Monday, January 21, 2008

Light was your first love

"Why, if you are interested in the country only for the sake of painting it, you'll never learn to see the country."
"But that's just how a real artist is interested in the country."
"No. You're forgetting," said the Spirit. "That was not how you began. Light itself was your first love: you loved paint only as a means of telling about light."
"Oh, that's ages ago," said the Ghost. "One grows out of that. Of course, you haven't seen my later works. One becomes more and more interested in paint for its own sake."
"One does, indeed. I also have had to recover from that. It was all a snare. Ink and catgut and paint were necessary down there, but they are also dangerous stimulants. Every poet and musician and artist, but for Grace, is drawn away from love of the thing he tells, to love of the telling till, down in Deep Hell, they cannot be interested in God at all but only in what they say about Him. For it doesn't stop at being interested in paint, you know. They sink lower--become interested in their own personalities and then in nothing but their own reputations."
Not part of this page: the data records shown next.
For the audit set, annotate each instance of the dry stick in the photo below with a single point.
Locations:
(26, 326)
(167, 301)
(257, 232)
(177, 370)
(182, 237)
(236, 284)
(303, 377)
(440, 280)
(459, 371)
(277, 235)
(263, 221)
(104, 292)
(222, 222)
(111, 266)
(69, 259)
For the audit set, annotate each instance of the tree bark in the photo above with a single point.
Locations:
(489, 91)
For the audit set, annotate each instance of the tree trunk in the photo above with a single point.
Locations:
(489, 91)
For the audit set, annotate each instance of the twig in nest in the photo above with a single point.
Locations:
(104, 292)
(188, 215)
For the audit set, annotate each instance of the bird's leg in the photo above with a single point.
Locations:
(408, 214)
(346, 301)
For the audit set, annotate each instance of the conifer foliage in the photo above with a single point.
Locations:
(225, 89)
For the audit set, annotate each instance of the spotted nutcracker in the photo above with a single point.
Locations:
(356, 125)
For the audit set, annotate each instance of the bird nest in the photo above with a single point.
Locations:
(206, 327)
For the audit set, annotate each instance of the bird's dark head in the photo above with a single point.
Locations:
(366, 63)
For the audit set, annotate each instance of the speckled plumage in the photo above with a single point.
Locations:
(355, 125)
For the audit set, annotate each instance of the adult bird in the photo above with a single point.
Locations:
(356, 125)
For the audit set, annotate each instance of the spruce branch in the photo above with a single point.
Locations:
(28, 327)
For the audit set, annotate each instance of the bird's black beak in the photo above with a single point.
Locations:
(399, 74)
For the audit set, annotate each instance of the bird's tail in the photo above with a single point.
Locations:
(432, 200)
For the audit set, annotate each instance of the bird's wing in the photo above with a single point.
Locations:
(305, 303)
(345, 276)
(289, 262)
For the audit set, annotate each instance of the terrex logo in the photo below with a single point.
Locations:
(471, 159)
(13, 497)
"I don't think I'm much troubled in that way," said the Ghost stiffly.
"That's excellent," said the Spirit. "Not many of us had quite got over it when we first arrived. But if there is any of that inflammation left it will be cured when you come to the fountain."
"What fountain's that?"
"It is up there in the mountains," said the Spirit. "Very cold and clear, between two green hills. A little like Lethe. When you have drunk of it you forget forever all proprietorship in your own works. You enjoy them just as if they were someone else's: without pride and without modesty."